Perfect Information - Microeconomics

Microeconomics

In microeconomics, a state of perfect information is assumed in some models of perfect competition. That is, assuming that all agents are rational and have perfect information, they will choose the best products, and the market will reward those who make the best products with higher sales. Perfect information would practically mean that all consumers know all things, about all products, at all times (including knowing the probabilistic outcome of all future events), and therefore always make the best decision regarding purchase. This is physically impossible, however, as the Bekenstein Bound provides a physical limit to the amount of information that can be stored in a given physical system (in this case, a market participant). Still, perfect information is a common assumption in economic models because it allows mathematical derivation of desirable results.

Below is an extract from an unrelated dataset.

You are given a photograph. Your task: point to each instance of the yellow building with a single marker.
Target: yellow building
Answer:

The pervasive effects of information asymmetry in markets have been documented and studied in numerous contexts. In his 2001 Nobel Prize lecture, economist Joseph E. Stiglitz spoke to the faults of standard economic models and the faulty policy implications and recommendations that arise from their unrealistic assumptions, writing:

"I only varied one assumption – the assumption concerning perfect information – and in ways which seemed highly plausible. ... We succeeded in showing not only that the standard theory was not robust – changing only one assumption in ways which were totally plausible had drastic consequences, but also that an alternative robust paradigm with great explanatory power could be constructed."